Note too that there is no "allergy to prescription," as Michigan Dean Deborah Ball would characterize it, in my formulation of how future teachers learn their craft. There are what Lee Shulman might call "signature pedagogies" for various fields of study. There are "best practices." There are specific pedagogical interventions that have a proven track record. These must be taken seriously, taken on and tested anew in instructional practice. But I can't just tell students to do this or that and expect their actions to translate into rich growth on the part of their students.
Finally, note that our present system of educating teachers – lots of undergraduate teacher education courses sprinkled with early field experiences and capped off with student teaching – doesn't obviously fit the demands of the answer I articulate here. But that will be the topic for another post.
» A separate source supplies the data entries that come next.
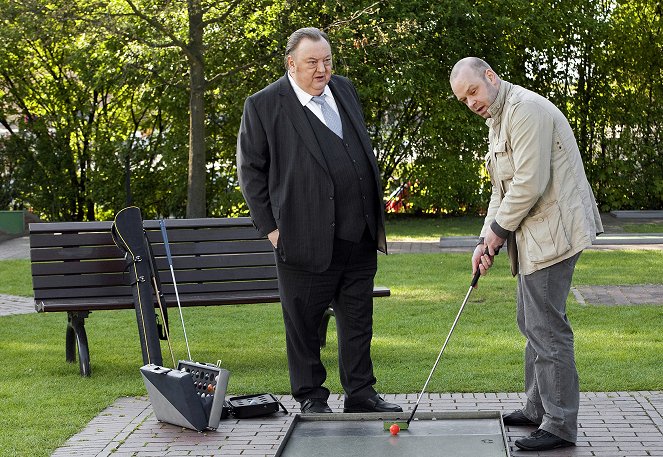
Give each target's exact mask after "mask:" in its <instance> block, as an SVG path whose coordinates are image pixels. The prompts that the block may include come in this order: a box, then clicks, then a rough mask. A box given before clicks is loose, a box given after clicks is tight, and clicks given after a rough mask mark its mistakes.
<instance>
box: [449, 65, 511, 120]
mask: <svg viewBox="0 0 663 457" xmlns="http://www.w3.org/2000/svg"><path fill="white" fill-rule="evenodd" d="M449 82H450V83H451V90H452V91H453V93H454V95H455V96H456V98H457V99H458V101H460V102H461V103H463V104H465V105H467V107H468V108H469V109H470V110H471V111H472V112H473V113H476V114H478V115H479V116H481V117H483V118H486V119H488V118H489V117H490V113H489V112H488V108H490V105H492V103H493V102H494V101H495V99H496V98H497V94H498V92H499V88H500V78H499V76H497V73H495V72H494V71H493V69H492V68H490V65H488V64H487V63H486V62H485V61H484V60H482V59H479V58H478V57H466V58H464V59H462V60H459V61H458V62H457V63H456V65H454V67H453V69H452V70H451V75H450V76H449Z"/></svg>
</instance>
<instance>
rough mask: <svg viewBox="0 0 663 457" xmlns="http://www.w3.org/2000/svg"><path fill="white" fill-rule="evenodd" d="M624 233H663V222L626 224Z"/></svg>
mask: <svg viewBox="0 0 663 457" xmlns="http://www.w3.org/2000/svg"><path fill="white" fill-rule="evenodd" d="M624 231H625V232H629V233H663V222H651V223H648V224H624Z"/></svg>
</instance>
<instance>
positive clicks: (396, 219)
mask: <svg viewBox="0 0 663 457" xmlns="http://www.w3.org/2000/svg"><path fill="white" fill-rule="evenodd" d="M482 225H483V217H478V216H463V217H444V216H436V217H433V216H430V217H411V216H406V215H391V216H389V217H387V220H386V227H385V229H386V232H387V239H388V240H389V241H438V240H439V239H440V237H441V236H470V235H478V234H479V233H480V232H481V227H482Z"/></svg>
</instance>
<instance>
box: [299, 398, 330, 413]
mask: <svg viewBox="0 0 663 457" xmlns="http://www.w3.org/2000/svg"><path fill="white" fill-rule="evenodd" d="M301 410H302V413H304V414H306V413H331V412H332V410H331V408H330V407H329V405H328V404H327V400H323V399H322V398H307V399H306V400H304V401H303V402H302V403H301Z"/></svg>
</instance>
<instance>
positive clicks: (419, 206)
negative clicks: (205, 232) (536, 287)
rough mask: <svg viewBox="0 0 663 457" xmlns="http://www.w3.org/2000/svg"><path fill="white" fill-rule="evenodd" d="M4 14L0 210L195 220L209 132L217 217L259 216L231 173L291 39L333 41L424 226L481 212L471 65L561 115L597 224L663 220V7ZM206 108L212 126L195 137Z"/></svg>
mask: <svg viewBox="0 0 663 457" xmlns="http://www.w3.org/2000/svg"><path fill="white" fill-rule="evenodd" d="M192 5H193V6H195V8H192ZM0 8H1V9H2V11H3V18H4V19H3V20H2V21H0V36H2V38H3V44H4V46H3V47H2V49H0V124H2V126H3V127H4V130H5V133H4V134H2V135H0V175H1V176H0V209H8V208H16V209H18V208H32V209H33V210H34V211H35V212H37V213H38V214H39V215H41V216H42V217H44V218H45V219H48V220H93V219H107V218H109V217H111V216H112V215H113V214H114V213H115V212H116V211H117V210H119V209H120V208H122V207H124V206H126V205H127V204H135V205H137V206H139V207H141V209H142V210H143V213H144V215H145V217H156V216H179V217H181V216H184V215H185V214H187V198H189V199H191V198H192V197H187V188H188V187H190V186H191V182H190V179H188V173H189V169H190V165H189V161H190V155H189V154H190V148H191V147H192V146H191V144H190V138H192V135H193V136H196V135H200V133H201V132H202V133H203V134H204V145H203V146H204V150H203V151H202V152H203V165H204V166H205V170H204V173H203V176H205V178H204V180H205V186H203V190H205V192H206V193H205V194H204V195H203V197H201V198H203V199H204V202H203V207H204V208H205V206H206V209H205V212H206V214H207V215H210V216H231V215H238V214H241V213H244V212H246V207H245V205H244V203H243V199H242V197H241V194H240V193H239V190H238V189H237V180H236V170H235V158H234V156H235V143H236V133H237V129H238V126H239V121H240V116H241V112H242V105H243V102H244V100H245V98H246V97H247V96H248V95H250V94H251V93H253V92H255V91H257V90H259V89H261V88H262V87H264V86H265V85H267V84H268V83H270V82H272V81H274V80H275V79H277V78H278V77H279V76H281V75H282V74H283V72H284V70H283V63H282V60H283V56H282V52H283V48H284V45H285V41H286V39H287V37H288V35H289V34H290V33H291V32H292V31H293V30H295V29H297V28H299V27H302V26H309V25H313V26H318V27H320V28H323V29H325V30H326V31H327V32H328V33H329V34H330V37H331V39H332V45H333V48H334V53H335V65H336V70H335V71H336V72H337V73H339V74H343V75H347V76H348V77H350V78H351V79H352V80H353V81H354V83H355V85H356V86H357V88H358V90H359V92H360V96H361V98H362V102H363V105H364V111H365V116H366V119H367V123H368V126H369V130H370V134H371V136H372V138H373V143H374V146H375V150H376V155H377V157H378V160H379V163H380V166H381V169H382V171H383V174H384V176H383V181H384V186H385V192H386V195H388V194H389V193H390V192H391V191H393V190H394V189H396V188H397V187H398V186H399V185H400V184H402V183H403V182H409V183H410V184H411V186H410V188H409V191H410V203H411V205H410V207H409V210H410V211H412V212H416V213H421V212H434V213H451V214H465V213H469V214H476V213H480V212H481V211H482V210H483V208H484V205H485V204H486V201H487V196H486V193H487V192H488V189H487V187H486V181H485V176H484V175H483V169H482V160H481V158H482V156H483V155H484V153H485V148H486V146H485V135H486V127H485V126H484V125H483V124H482V120H481V119H480V118H478V117H477V116H474V115H472V114H471V113H470V112H469V111H468V110H467V109H465V108H464V107H463V106H461V105H460V104H459V103H458V102H457V101H456V100H455V99H454V97H453V95H452V93H451V91H450V89H449V84H448V75H449V71H450V69H451V66H452V65H453V64H454V63H455V62H456V61H457V60H458V59H459V58H462V57H464V56H467V55H476V56H479V57H482V58H485V59H486V60H487V61H488V62H489V63H491V64H492V65H493V67H494V68H495V70H496V71H497V72H498V73H500V74H501V75H502V76H503V77H504V78H505V79H507V80H510V81H512V82H514V83H516V84H520V85H523V86H525V87H528V88H531V89H533V90H535V91H537V92H540V93H541V94H543V95H545V96H548V97H550V98H551V99H552V100H553V101H554V102H555V103H556V104H557V105H558V106H559V107H560V109H562V111H563V112H565V113H566V114H567V116H568V117H569V120H570V121H571V124H572V126H573V127H574V130H575V133H576V136H577V139H578V143H579V146H580V149H581V152H582V155H583V158H584V160H585V164H586V168H587V174H588V176H589V179H590V182H591V183H592V185H593V186H594V190H595V193H596V196H597V200H598V202H599V205H600V207H601V210H602V211H607V210H613V209H660V208H662V207H663V161H661V160H660V151H661V144H662V139H663V138H662V137H663V129H662V128H661V124H662V122H663V104H661V102H660V100H661V98H662V96H663V70H662V63H663V62H662V60H663V32H662V30H661V25H662V20H661V18H662V16H663V6H662V2H661V1H658V0H629V1H616V0H613V1H607V0H543V1H540V2H531V1H527V0H511V1H509V2H498V1H494V0H451V1H446V2H429V1H427V0H402V1H398V2H393V1H388V0H377V1H376V0H368V1H366V0H347V1H342V2H341V1H339V0H326V1H325V0H317V1H307V2H304V1H296V0H290V1H280V2H278V1H273V0H247V1H237V0H235V1H220V2H219V1H215V2H207V1H203V0H197V1H193V2H182V1H167V0H151V1H147V0H145V1H142V2H138V1H135V2H133V1H130V0H107V1H104V2H96V1H92V0H68V1H64V0H0ZM196 21H197V22H196ZM196 24H197V25H196ZM194 26H195V27H194ZM196 27H197V28H196ZM192 30H198V31H200V33H201V34H202V35H201V40H200V43H199V45H196V41H195V40H194V39H193V38H192V35H191V33H192ZM192 56H193V57H192ZM196 65H200V68H202V72H203V75H204V80H200V81H199V82H195V81H196V80H195V78H192V72H195V71H198V70H196V68H197V67H196ZM196 91H197V92H199V93H202V94H203V97H204V100H203V101H202V102H201V105H200V106H201V107H202V108H201V109H204V118H203V122H202V123H199V124H201V125H196V124H195V123H194V122H193V121H190V112H191V108H190V97H191V95H192V94H193V93H197V92H196ZM191 106H193V105H191ZM193 132H198V133H196V134H195V135H194V133H193ZM482 176H483V177H482ZM196 182H197V181H196Z"/></svg>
One other provocation for now: Recent studies show that Finland (always at the head of list of countries where schools succeed) recruit only highly talented persons into the teaching profession and then compensate them well. The Woodrow Wilson Foundation seems to be taking that seriously. They recently announced the lucrative Leonore Annenberg Teaching Fellowship Program for "the best and the brightest" who choose to pursue teaching credentials in math and science at the graduate level at four "leading teacher education programs" (Stanford, University of Pennsylvania, University of Virginia, and University of Washington). They also announced a similar program involving four institutions in the state of Indiana. The recipients of the tuition plus $30,000 stipends for the one year certification programs must commit to teaching in disadvantaged high schools for three years. The Foundation has lofty goals:
1) Transform teacher education—not just for Fellows but for the universities that prepare them, other teacher candidates in the same programs, and the high-need schools where they are placed as teachers;
2) Get strong teachers into high-need schools. Indiana has chosen to focus on attracting math and science teachers, though other states may choose different subject areas;
3) Attract the very best candidates to teaching through a fellowship with a well-known name and high visibility, similar to a National Merit Scholarship; and
4) Cut teacher attrition and retain top teachers through intensive clinical preparation and ongoing in-school mentoring, provided by veteran teachers and supported by able principals.
It will be interesting to see what happens with respect to the first and last of these goals. The middle two goals suggest that the best way to get good teachers is to recruit more talented candidates. But talk of "transforming teacher education" and "intensive clinical preparation" have some congruence with the answer I offered above. Of course, one-year graduate level, clinical-intensive programs are not new. I helped design and now teach in a very successful program. The difference is that our students are offered no tuition and stipends of $3000 per semester. Money does make a difference.